Why Are Preference Shares Called Hybrid Securities?

  • Jan 05, 2019 AEDT
  • Team Kalkine
Why Are Preference Shares Called Hybrid Securities?

The ownership interest in a corporation or financial asset is divided into two types of shares namely common shares and preference shares (also known as preferred stock). Common stock involves dividend payment to shareholders only when company earnings enough profits post accounting for tax, debt payment and reserves. On the other hand, all the preference shares have a pre-set dividend rate, which may be fixed or floating as per the terms stated. Preference shares could be redeemable on the predefined maturity date, or irredeemable without any maturity date.  Holders of preference shares do not get voting rights unlike common stock holders.  

For example, a company issues 12% preference share which has a par value of $100. In this case, the preferred stockholder is entitled to receive a dividend of $12 (12% of $100) per share per year.

Hybrid security is a sole financial instrument which offers the features of two or more different types of financial securities. It generally combines the characteristics of debt and equity.

The preference shareholders have characteristics like those of the common shares, like both are equity-based financing tools, and both are entitled to the profits. Like the common shares, the preference dividend is also not tax deductible.

The preference shareholders have two distinguishing features from the common sharesThe first is that in case of the liquidation of the company, the preference shareholders have the priority over the money that is left over.

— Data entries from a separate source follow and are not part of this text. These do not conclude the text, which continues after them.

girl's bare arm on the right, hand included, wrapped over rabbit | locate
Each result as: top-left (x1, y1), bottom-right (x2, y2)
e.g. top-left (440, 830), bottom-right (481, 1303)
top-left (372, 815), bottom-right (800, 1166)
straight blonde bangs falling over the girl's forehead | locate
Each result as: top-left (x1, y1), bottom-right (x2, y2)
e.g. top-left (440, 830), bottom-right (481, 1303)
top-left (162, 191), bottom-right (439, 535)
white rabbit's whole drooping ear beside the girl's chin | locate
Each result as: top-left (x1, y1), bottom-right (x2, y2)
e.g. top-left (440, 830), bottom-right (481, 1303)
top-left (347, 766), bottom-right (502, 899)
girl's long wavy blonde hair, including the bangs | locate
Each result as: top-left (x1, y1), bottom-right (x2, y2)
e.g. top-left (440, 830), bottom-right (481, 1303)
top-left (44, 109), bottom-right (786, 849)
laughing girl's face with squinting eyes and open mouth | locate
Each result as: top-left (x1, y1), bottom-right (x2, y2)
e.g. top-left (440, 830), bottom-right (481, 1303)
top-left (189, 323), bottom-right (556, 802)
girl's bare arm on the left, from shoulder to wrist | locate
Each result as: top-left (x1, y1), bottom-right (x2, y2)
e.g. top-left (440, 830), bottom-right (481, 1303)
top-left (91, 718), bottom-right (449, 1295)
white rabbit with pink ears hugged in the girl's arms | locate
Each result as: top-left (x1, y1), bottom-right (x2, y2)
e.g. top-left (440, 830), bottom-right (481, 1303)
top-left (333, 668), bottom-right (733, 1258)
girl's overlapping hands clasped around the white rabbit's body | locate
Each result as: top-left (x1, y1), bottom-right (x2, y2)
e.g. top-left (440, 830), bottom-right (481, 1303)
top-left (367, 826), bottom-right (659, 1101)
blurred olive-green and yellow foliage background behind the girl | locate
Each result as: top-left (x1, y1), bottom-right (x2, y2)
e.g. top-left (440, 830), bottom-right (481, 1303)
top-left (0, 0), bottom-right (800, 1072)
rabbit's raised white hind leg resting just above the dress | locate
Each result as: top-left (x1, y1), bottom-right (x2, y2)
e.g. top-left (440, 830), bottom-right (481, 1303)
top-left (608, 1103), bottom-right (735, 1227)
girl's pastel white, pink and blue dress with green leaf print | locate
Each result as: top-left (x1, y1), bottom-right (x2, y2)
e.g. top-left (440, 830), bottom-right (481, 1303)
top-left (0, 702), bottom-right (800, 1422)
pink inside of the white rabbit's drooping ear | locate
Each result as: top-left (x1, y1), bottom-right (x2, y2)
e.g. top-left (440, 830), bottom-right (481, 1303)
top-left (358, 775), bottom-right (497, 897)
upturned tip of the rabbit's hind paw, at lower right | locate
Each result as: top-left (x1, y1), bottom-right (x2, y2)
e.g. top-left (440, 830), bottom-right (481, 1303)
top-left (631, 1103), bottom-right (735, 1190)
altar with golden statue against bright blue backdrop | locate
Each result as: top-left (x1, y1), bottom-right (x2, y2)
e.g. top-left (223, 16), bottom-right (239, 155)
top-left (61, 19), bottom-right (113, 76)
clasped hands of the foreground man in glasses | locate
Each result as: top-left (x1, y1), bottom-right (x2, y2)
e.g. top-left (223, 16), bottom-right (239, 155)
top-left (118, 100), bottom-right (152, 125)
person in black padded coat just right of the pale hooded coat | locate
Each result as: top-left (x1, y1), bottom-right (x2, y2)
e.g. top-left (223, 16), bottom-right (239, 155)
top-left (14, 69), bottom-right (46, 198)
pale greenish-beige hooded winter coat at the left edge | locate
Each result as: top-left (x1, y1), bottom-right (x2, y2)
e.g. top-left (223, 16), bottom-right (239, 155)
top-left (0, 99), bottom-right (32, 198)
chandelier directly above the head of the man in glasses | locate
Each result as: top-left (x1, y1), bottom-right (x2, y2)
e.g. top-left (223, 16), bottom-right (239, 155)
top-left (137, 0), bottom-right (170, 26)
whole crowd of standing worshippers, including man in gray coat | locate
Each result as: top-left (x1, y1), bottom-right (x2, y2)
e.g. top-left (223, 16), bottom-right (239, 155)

The common shareholders get the remaining money. The second is that the preferred stock has a hand over the treatment of profits of the company in the form of dividends. If the company is not paying the full dividend to the preferred stock, then it is not allowed to distribute any dividends to the common stock. Apart from this, the preference shareholders do not enjoy the right to vote which common shareholders enjoy.

The preference shareholders have characteristics like that of a bond like it has a par value which is equivalent to the face value of the bond and a dividend rate equivalent to the coupon rate of the bond.

However, the preference shares are not the same as the bonds as the company does not have any obligation to make the dividend payments to the preference shareholders whereas in case of debt, if the company fails to pay the interest over the bonds, it will have to face legal consequences for that.

Other types of preference shares such as the convertible preferred stock also have a hybrid element with more intensity. The convertible preference shares give the right to get the shares converted to a common share. The movement in the price of a convertible preferred stock is like both common stock and bond. If the price of preference share goes up, it trades in line with the common stock, and if the price falls, it moves like the bond.

As seen from above, the Preferred stock has similar characteristics of both bonds and common stocks because of which many investors consider it to be hybrid security. Depending on risk appetite and return expectation, preferred stock can prove to be a good investment solution for many investors.